I woke up this morning to a news alert on my phone: there had been an act of terrorism in New Zealand. As always, the report was filled with numbers. 49 dead. More than 20 wounded. Two mosques attacked during worship. One shooter in custody.
What can we say or do? How can we feel? Faced with tragedy, particularly evil and deliberate tragedy, we so often feel that we must say or do something, anything, but what? We sort of instinctively know what to do when tragedy strikes close to home: hold the hug a few extra seconds, bring a casserole and a plate of cookies, send flowers to brighten a gloomy day.
But what do we do when the tragedy is a headline and the numbers race past? When we feel sad for victims and loved ones, angry that so many lives were cut short, confused by how a person could do such a thing, overwhelmed at the scale of the tragedy, guiltily relieved that it was no one we knew, determined that this should not happen, helpless that it has happened: all these and more? What do you say? What do you do?
“Thoughts and prayers” has become something of a controversial cliche. After almost any tragedy, large or small, an outpouring of “thoughts and prayers” comes. To some people, “thoughts and prayers” seems like a convenient way to avoid doing anything. To others, it’s the most sincere way they know to express their concern.
Here’s what I can tell you about thoughts and prayers: as a Christian, I take prayers seriously. I hope you do, too. I recognize that whenever I pray, I am asking God– you know, the one who created and formed each thing, the one with power to save the lost and raise the dead, the one who knows us each by name, that God– to act.
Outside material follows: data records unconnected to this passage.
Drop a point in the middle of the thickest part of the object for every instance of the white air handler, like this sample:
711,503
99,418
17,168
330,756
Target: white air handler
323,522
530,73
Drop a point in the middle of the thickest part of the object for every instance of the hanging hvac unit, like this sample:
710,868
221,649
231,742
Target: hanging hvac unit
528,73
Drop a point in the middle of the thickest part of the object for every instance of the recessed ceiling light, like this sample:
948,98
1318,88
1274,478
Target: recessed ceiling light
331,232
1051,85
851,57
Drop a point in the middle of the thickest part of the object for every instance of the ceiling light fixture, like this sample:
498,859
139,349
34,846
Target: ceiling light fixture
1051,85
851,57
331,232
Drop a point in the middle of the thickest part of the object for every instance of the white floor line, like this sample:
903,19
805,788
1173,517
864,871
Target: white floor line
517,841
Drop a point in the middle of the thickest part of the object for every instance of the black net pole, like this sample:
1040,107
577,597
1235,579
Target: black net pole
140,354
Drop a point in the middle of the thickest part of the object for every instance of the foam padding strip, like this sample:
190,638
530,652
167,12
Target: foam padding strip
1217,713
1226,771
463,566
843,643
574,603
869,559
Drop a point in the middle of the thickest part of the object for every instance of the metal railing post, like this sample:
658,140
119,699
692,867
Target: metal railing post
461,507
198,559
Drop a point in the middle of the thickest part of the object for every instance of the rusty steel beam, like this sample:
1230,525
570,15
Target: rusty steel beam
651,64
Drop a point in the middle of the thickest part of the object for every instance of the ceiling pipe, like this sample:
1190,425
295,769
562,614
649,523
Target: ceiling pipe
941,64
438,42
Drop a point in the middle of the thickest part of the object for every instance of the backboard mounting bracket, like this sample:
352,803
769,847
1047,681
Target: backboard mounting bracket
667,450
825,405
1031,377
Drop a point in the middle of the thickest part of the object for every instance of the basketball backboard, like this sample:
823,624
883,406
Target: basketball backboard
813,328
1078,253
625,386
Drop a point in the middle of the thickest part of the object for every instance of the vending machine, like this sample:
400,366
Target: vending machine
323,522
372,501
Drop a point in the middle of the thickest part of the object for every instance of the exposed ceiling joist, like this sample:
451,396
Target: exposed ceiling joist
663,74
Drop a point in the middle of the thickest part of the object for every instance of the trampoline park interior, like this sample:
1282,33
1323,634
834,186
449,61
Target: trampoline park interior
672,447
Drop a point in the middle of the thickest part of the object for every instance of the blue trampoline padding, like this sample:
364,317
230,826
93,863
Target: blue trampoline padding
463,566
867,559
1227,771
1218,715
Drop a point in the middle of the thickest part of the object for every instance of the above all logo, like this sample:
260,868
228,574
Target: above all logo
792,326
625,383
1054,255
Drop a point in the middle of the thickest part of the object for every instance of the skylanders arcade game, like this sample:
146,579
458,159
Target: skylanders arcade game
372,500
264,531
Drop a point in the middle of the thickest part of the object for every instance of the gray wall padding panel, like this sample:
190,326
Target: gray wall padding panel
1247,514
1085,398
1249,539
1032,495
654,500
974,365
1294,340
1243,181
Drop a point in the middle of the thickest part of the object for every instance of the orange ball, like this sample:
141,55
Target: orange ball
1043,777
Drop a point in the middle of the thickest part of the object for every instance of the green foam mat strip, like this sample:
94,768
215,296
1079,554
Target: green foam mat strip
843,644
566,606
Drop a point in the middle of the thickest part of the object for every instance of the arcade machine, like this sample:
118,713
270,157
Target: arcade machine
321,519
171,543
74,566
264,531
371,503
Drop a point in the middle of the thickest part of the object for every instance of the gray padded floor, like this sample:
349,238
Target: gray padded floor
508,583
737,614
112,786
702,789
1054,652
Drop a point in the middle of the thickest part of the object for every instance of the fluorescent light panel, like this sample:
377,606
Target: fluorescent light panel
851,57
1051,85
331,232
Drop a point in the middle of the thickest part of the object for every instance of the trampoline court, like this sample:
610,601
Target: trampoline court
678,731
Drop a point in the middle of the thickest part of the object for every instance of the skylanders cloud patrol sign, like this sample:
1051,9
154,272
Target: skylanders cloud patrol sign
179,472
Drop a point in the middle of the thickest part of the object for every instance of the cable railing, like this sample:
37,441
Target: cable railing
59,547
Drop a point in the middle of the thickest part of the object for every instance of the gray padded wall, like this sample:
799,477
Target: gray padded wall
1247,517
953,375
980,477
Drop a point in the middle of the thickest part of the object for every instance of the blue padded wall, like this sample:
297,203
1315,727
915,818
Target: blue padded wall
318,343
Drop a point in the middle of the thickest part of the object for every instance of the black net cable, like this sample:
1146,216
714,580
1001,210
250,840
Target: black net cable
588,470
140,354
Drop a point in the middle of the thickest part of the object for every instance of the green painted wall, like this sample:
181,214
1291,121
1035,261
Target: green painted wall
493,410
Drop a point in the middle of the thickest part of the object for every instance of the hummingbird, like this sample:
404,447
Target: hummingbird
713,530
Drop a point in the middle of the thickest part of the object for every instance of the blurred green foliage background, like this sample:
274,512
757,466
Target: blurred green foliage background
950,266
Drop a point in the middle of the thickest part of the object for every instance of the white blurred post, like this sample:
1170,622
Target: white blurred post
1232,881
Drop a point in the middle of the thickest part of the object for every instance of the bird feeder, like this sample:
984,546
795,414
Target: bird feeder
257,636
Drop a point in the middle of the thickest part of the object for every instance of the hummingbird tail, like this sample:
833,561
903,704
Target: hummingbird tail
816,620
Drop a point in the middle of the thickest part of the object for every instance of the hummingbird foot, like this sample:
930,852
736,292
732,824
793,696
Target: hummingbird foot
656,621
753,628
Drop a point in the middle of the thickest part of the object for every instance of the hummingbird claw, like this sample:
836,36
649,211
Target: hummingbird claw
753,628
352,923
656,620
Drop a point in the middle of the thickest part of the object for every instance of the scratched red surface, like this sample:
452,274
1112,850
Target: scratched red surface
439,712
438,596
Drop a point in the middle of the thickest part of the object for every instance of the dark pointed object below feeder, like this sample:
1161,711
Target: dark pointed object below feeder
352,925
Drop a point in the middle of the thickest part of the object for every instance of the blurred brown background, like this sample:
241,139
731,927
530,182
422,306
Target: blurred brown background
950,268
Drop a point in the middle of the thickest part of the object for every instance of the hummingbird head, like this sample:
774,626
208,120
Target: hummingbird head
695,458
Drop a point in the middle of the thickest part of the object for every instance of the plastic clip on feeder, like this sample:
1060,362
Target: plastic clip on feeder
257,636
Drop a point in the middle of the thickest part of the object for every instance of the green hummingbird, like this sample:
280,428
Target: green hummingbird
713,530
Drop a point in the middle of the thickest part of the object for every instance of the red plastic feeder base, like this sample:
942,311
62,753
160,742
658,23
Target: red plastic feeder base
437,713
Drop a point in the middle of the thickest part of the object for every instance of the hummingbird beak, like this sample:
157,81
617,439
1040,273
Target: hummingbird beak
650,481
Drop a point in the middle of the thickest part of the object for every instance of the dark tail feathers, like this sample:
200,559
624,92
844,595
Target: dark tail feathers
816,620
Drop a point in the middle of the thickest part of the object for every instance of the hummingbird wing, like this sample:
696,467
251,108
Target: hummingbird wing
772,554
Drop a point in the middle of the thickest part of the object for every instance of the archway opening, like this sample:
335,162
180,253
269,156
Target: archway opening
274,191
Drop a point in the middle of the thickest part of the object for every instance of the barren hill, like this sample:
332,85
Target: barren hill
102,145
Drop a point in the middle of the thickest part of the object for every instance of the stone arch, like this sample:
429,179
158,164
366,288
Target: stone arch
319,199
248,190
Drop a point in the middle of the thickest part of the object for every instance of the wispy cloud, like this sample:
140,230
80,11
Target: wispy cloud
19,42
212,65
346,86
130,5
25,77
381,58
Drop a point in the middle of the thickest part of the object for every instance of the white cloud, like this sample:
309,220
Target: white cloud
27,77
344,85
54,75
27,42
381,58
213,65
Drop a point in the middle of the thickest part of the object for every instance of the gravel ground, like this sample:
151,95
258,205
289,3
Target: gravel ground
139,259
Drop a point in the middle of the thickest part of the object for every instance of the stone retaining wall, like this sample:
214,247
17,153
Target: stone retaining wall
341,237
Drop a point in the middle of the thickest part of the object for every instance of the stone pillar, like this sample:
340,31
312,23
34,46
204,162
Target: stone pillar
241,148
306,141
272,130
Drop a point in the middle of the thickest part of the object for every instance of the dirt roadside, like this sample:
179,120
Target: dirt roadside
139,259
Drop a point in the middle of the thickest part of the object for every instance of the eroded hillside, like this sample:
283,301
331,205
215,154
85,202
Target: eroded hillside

When I ask for comfort for the grieving, mercy for the dead, and strength for the living, I truly believe God is working to do those things.
I also take those thoughts seriously. As I think about a man with a gun entering a mosque, a place of worship, on the day Muslims gathered there in worship, I think about the holy places where I have been in worship, the sense of betrayal that a temple should become a tomb. I think about what difference I might be able to make on the people around me, so they never become the person who would murder others because of a difference in faith. I think about what I can do, on a day struck by tragedy, to bring a little extra hope into the world.
Those “thoughts and prayers,” you see, are not a casual add-on to a condolence. It is work to think and pray for those who suffer, work to which God has called us as God’s children.
Above all, I think and I pray about love. I thank God that each of us is God’s beloved, and that each person killed today was God’s beloved, and that the man who planned and carried out these attacks is God’s beloved. I ask God to teach me to love my neighbors across the street and across the world. I beg God to fill the world so overwhelmingly full of love that there is no more room for hate.
God of love, we pray for victims of this and every act of violence. Give us endurance for the thoughts and prayers ahead of us, that we might show the world your love. Amen.